As I meticulously followed Apple’s step-by-step instructions on how to reset an iPhone using iTunes (hint: don’t even bother if the phone doesn’t turn on), I bumped a glass of wine off the computer desk where it smashed on the floor and painted the tile and the dining room wall a titillating shade of purple. iTunes failed to resurrect my decaying phone.
When Mary and Hannah walked through the door a few minutes after the creation of my smashingly ingenious work of art, I had that look on my face, you know, the one where life grabs you in its jaws and shakes you until your eyes bulge. As the wine stained the grout and the wall, my wife wanted to grab me and make my eyes bulge as well. I felt as broken as the tractor, the refrigerator, the cell phone, the grill, as broken as the wine glass lying in a pool of purple. I felt as broken as the leaking CV boot on my Kia, as broken as the tire that kept losing air, as broken as the window in our breakfast nook. I felt as broken as the grinding ceiling vents in the bathrooms, the flaking grout in the dining room, the flakey water softener in the garage, the peeling paint on the garage door header. With all the literal brokenness surrounding me, I wondered when God’s provision was finally going to bust loose from the reservoirs of heaven and pour through the floodgates as He promised in Malachi 3:10. I wondered . . . .
The next morning, after my sanity had returned from its sporty jaunt through the topiary gardens of hell, Mary pulled open the door of the microwave and the handle came off. I smiled. I chuckled. I began to laugh. Mary laughed with me. “All we need to fix all the broken things around here is $3000,” I half joked. In the spirit of James 1:2 and Philippians 4:6, we thanked God for our current season of trials, knowing that trials produce steadfastness and character, even though going through them sucks.
I went to work the following morning, and later that afternoon, as I was wrapping up, my boss unexpectedly handed me a check that more than covered the cost to fix all the broken things at home. “What’s this for?” I blurted, looking up at him.
“Another 180 hours to keep you around,” he replied.
“It couldn’t have come at a better time,” I whispered.
Thank You, Jesus, I prayed over and over during my drive home. Thank You, Jesus!
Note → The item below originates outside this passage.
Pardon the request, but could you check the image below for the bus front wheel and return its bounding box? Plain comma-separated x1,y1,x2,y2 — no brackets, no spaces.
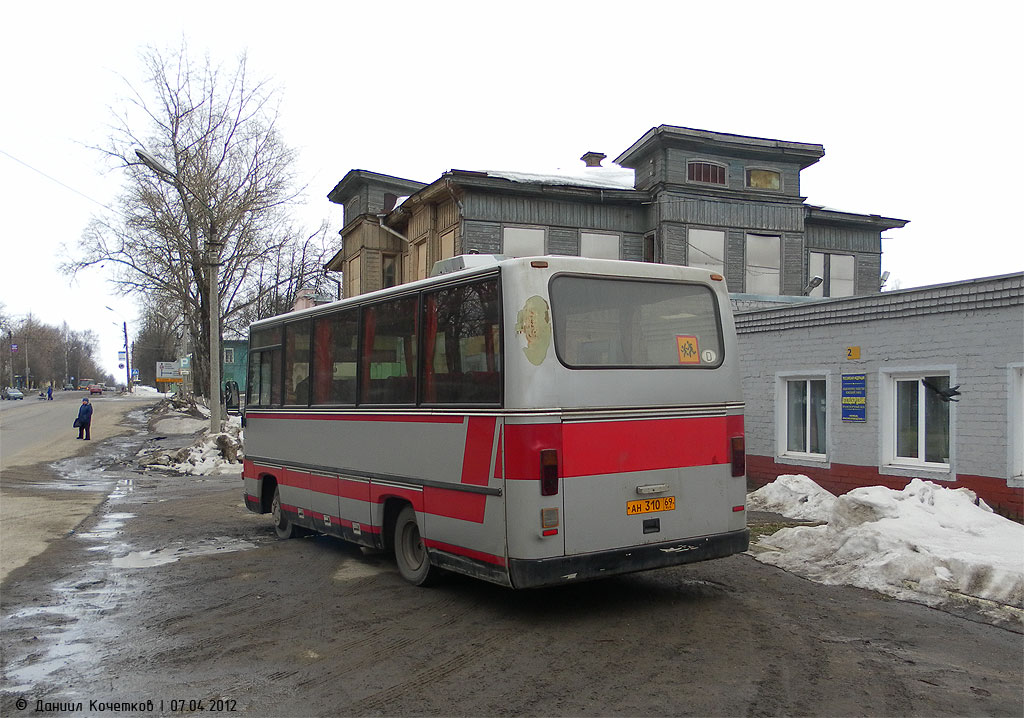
394,506,437,586
270,487,299,539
When I walked into the dining room, I showed Mary the check. “I told you Jesus would take care of it,” she said. Indeed He did. We prayed in thanks, right there on the spot, for the surprising (yet completely expected) provision God had laid in our hands. “Thanksgiving comes before the miracle,” we reminded Hannah when she asked me how much the check was for. We told her about Jesus giving thanks before breaking death’s grip and raising Lazarus from the tomb. We told her about Jesus giving thanks at the Last Supper before breaking the bread and offering His body to be broken as the sacrifice to manifest the ultimate Miracle. All that brokenness, all that thankfulness, all those miracles.
“Therefore humble yourselves under the mighty hand of God, that He may exalt you in due time,” Peter wrote in his first letter (1 Peter 5:6 NKJV). “Consider it pure joy, my brothers and sisters, whenever you face trials of many kinds, because you know that the testing of your faith produces perseverance,” James wrote to the twelve scattered tribes (James 1:2-3 NIV®). “Give thanks in all circumstances,” Paul wrote in his first letter to the Thessalonians (1 Thessalonians 5:18 NIV®). Give thanks in all circumstances, even when all hell has broken loose and broken everything. Then pull out the broom and the dustpan and get ready to sweep in the miracles. There’s no stopping them.